「さあ、僕の彼女。彼氏の傍にもっと近寄っておいで?」


痛かった手を外されて、手招きされる。


何だか判らないけれど、ここは素直に言うことを聞いておいた方が身の為のような気がする。


そう思って、玲くんに向けて1歩踏み出した時、


「………」


櫂が、詰るような眼差しを向けて、あたしの腕を掴んで引き留めた。


「な、何?」


「………」


「手、痛いんだけど」


「………」


「櫂ってば」


「………」


困って玲くんを見上げると、


「芹霞。

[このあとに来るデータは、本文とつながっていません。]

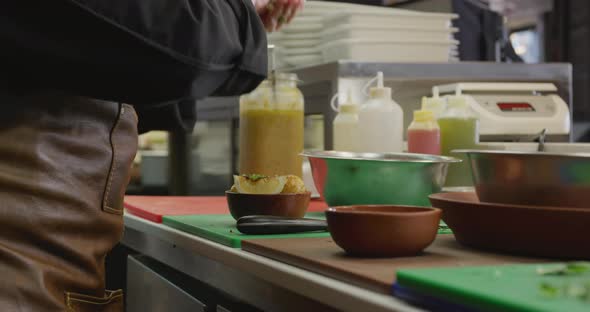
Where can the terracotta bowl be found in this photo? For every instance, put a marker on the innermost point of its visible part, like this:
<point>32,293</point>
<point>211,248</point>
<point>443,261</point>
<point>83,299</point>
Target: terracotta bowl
<point>383,231</point>
<point>280,205</point>
<point>555,232</point>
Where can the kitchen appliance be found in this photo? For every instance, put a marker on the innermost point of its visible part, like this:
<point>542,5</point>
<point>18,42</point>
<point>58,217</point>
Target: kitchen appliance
<point>513,111</point>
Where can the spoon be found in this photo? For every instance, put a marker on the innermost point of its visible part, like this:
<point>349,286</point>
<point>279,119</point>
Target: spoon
<point>263,225</point>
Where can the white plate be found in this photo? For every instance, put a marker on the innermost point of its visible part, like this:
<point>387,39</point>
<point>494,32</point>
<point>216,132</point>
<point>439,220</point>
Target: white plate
<point>303,28</point>
<point>386,32</point>
<point>319,7</point>
<point>302,60</point>
<point>299,36</point>
<point>299,51</point>
<point>377,20</point>
<point>386,51</point>
<point>305,43</point>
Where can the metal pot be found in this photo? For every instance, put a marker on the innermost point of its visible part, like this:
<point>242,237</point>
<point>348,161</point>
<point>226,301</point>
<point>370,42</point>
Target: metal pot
<point>344,178</point>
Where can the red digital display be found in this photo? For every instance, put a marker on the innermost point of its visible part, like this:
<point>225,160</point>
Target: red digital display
<point>516,107</point>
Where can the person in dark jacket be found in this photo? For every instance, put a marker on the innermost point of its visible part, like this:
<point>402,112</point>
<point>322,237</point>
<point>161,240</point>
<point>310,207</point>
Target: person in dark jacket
<point>67,139</point>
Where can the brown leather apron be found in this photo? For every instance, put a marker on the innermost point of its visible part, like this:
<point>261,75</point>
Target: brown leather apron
<point>64,166</point>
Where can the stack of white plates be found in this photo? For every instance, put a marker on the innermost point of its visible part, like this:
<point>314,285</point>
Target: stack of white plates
<point>389,36</point>
<point>331,31</point>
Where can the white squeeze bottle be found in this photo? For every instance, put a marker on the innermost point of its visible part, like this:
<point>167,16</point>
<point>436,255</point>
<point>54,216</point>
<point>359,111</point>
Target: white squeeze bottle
<point>434,104</point>
<point>346,125</point>
<point>381,121</point>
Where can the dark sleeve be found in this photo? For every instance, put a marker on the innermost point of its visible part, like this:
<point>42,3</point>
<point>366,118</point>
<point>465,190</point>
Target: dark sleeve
<point>158,55</point>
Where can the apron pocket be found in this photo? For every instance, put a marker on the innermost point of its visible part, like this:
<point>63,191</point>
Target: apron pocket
<point>111,302</point>
<point>124,146</point>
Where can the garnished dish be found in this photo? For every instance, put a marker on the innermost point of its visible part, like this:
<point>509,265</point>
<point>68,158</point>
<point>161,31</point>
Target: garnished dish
<point>256,194</point>
<point>261,184</point>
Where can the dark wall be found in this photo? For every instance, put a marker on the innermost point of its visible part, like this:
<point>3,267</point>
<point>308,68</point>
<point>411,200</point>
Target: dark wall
<point>568,40</point>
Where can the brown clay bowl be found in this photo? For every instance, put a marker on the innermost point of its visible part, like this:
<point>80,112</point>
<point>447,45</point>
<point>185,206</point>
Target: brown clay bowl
<point>381,230</point>
<point>280,205</point>
<point>554,232</point>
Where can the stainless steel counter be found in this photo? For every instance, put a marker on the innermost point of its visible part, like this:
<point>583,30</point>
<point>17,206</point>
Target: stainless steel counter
<point>264,283</point>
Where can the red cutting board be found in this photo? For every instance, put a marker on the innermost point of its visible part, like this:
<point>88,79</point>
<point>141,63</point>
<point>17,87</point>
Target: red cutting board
<point>323,256</point>
<point>153,208</point>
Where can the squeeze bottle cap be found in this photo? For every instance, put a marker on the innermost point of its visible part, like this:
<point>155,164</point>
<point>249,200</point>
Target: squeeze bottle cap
<point>380,91</point>
<point>423,115</point>
<point>347,107</point>
<point>434,103</point>
<point>457,101</point>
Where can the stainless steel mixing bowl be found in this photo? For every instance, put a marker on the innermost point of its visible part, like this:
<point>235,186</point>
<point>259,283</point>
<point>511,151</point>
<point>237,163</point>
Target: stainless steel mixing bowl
<point>344,178</point>
<point>531,178</point>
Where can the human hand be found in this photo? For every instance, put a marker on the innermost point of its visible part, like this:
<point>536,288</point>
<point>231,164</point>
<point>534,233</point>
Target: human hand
<point>276,13</point>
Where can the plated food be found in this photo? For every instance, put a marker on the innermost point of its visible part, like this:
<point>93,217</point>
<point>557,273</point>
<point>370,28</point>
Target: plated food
<point>254,194</point>
<point>261,184</point>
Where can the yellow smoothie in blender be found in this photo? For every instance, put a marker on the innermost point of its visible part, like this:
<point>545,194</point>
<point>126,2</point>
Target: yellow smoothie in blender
<point>271,128</point>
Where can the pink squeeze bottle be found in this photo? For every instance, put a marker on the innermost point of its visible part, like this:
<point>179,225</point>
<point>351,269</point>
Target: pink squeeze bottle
<point>424,134</point>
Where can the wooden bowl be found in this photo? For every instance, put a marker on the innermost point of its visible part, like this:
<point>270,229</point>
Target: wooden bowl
<point>555,232</point>
<point>381,230</point>
<point>280,205</point>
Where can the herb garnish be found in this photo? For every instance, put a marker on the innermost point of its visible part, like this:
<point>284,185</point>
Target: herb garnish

自分で対処しようね?」


ぞくりとするくらい、冷淡な微笑みを向けられて。


震えあがったあたしは、えいえいと櫂の腕を振り払おうにも、櫂は離れなくて。


本当に困り切った時。


「櫂様、玲様!!!

須臾が戻ってきました!!!」


桜ちゃんが血相を変えて飛び込んできた。


そして、


「!!!」


櫂と玲くんが無言で、強張った顔を見合わせた時、



「櫂……ただいま」



堂々たる風情で現れたのは、襦袢姿の須臾で。


いやに艶めいた、乱れた空気を漂わせていた。


そして艶然と笑って、櫂に抱きつこうとした時、


「……俺に触るな」


そう片手で払いのけた櫂が、瞬時にその表情を硬くさせた。


押しのけられた須臾の、解かれた黒髪が舞い上がり…


「な!!?」


その顔の右側には、爛れたような凄惨な…醜い傷痕が大きくついていたから。

至近距離では見るに堪えない、痛々しすぎるものだった。